Lalu bagaimanakah dengan hadits Laa nabiyya ba’diy?
Bukhari dan Muslim keduanya meriwayatkan:
عن أبي هريرة رضي الله عنه عن النبي صلى الله عليه وسلم قال : ” كانَتْ بَنُو إسْرائِيلَ تَسُوسُهُمُ الأنْبِياءُ، كُلَّما هَلَكَ نَبِيٌّ خَلَفَهُ نَبِيٌّ، وإنَّه لا نَبِيَّ بَعْدِي”، وروى أبو داود والترمذي عن ثوبان رضي الله عنه عن النبي صلى الله عليه وسلم قال : “وأنا خاتَمُ النبيينَ ، لا نبِيّ بعدي” صححه الألباني في السلسة الصحيحة.
Diriwayatkan oleh Tsauban bahwa Nabi Muhammad saw bersabda: “Aku adalah Khatamun Nabiyyin, tidak ada nabi sesudahku.”
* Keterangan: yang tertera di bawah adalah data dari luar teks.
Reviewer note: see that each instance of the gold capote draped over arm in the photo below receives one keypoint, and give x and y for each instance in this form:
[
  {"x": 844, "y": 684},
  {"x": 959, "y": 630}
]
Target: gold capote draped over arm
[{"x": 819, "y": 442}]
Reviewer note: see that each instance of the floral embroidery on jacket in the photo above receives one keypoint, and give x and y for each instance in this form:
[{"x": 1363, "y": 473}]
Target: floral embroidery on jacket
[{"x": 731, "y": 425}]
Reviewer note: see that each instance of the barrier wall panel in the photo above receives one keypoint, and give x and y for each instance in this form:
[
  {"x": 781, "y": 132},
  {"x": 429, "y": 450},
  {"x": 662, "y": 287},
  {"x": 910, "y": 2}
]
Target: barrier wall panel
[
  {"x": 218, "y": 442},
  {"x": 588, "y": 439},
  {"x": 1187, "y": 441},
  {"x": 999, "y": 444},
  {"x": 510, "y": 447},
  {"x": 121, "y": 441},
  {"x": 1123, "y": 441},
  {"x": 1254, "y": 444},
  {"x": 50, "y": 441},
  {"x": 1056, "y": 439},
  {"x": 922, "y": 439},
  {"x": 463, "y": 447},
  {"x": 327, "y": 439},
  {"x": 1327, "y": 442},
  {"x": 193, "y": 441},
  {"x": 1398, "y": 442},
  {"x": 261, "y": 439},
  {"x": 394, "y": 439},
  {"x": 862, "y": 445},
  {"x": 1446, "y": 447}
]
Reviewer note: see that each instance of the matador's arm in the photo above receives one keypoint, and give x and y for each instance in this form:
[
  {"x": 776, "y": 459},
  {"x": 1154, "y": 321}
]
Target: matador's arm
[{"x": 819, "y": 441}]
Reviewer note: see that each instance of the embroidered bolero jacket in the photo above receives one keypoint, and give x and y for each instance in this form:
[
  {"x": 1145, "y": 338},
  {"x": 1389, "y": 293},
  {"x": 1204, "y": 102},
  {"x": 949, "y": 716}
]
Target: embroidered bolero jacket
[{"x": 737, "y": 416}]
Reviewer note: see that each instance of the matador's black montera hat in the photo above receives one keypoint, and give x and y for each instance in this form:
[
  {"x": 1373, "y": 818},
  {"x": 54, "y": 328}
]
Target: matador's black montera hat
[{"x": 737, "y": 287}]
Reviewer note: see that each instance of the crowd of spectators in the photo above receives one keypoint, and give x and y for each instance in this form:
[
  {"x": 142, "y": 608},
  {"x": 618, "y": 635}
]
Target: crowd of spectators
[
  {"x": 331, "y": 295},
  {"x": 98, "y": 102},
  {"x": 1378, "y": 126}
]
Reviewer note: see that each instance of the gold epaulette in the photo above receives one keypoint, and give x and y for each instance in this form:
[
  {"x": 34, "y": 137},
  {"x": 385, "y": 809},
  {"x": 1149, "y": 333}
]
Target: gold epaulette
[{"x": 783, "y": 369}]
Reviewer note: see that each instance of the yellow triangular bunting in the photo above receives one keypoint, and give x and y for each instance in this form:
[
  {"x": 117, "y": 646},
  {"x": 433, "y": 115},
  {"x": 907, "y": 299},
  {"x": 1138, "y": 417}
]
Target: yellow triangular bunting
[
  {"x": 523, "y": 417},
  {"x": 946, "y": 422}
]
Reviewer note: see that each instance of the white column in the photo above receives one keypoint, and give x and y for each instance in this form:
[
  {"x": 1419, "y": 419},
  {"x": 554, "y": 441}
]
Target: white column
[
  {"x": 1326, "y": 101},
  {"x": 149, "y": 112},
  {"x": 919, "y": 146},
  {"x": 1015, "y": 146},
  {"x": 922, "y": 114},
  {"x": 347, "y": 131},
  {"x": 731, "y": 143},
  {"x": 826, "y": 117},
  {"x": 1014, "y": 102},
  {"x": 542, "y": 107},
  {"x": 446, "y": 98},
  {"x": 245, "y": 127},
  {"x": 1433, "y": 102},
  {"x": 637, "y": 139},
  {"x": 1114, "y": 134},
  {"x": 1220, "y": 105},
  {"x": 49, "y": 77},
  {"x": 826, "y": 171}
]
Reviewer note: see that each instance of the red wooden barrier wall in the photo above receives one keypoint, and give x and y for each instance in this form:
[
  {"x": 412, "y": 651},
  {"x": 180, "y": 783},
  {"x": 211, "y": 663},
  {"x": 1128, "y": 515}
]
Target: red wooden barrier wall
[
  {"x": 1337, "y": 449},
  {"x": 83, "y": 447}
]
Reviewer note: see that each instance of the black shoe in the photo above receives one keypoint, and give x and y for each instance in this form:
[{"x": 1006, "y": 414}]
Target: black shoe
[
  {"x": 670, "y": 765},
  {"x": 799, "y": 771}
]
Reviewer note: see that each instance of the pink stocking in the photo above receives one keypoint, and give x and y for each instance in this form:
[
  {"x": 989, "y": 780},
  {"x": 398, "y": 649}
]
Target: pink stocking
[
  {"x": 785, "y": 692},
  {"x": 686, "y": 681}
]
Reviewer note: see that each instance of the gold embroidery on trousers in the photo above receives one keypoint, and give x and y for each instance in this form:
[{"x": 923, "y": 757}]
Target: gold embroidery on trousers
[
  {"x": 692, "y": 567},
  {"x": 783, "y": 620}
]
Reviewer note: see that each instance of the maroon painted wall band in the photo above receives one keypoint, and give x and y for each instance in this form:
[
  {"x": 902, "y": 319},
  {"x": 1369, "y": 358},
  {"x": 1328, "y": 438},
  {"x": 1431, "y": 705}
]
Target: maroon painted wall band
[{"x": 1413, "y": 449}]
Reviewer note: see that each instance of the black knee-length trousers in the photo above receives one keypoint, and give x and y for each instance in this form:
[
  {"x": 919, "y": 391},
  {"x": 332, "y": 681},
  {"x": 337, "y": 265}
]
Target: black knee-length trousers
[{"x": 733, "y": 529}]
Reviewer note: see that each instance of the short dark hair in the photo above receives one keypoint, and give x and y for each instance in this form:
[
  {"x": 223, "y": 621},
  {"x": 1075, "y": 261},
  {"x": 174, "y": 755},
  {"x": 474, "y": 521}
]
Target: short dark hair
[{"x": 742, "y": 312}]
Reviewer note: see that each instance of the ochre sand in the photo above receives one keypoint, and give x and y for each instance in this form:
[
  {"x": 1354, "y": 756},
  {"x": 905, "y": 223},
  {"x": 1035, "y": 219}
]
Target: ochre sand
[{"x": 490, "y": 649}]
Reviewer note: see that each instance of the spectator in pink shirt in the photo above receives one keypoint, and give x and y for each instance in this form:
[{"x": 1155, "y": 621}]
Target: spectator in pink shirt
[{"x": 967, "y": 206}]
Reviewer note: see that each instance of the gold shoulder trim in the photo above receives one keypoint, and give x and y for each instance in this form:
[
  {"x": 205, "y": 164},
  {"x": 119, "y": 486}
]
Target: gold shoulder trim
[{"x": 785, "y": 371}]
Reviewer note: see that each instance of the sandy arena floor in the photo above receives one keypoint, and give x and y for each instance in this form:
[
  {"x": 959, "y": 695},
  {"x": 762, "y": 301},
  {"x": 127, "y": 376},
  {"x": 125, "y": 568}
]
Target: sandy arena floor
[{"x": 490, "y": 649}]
Dalam memaknai hadits ini, tidak ada cara yang lebih baik dari mengikuti penafsiran yang diberikan oleh murid utama sekaligus Ummul Mu’minin sendiri, yakni Aisyah binti Abu Bakr. Beliau menegaskan:
حَدَّثَنَا حُسَيْنُ بْنُ مُحَمَّدٍ ، قَالَ : حَدَّثَنَا جَرِيرُ بْنُ حَازِمٍ ، عن عائشة قَالَتْ : قُولُوا : خَاتَمُ النَّبِيِّينَ , وَلا تَقُولُوا : لا نَبِيَّ بَعْدَهُ
Dari Jabir bin Hazim bahwa Aisyah ra berkata: “Katakanlah oleh kalian (bahwa Nabi Muhammad saw adalah) Khatamun Nabiyyin, dan janganlah kalian katakan tidak ada nabi setelahnya!”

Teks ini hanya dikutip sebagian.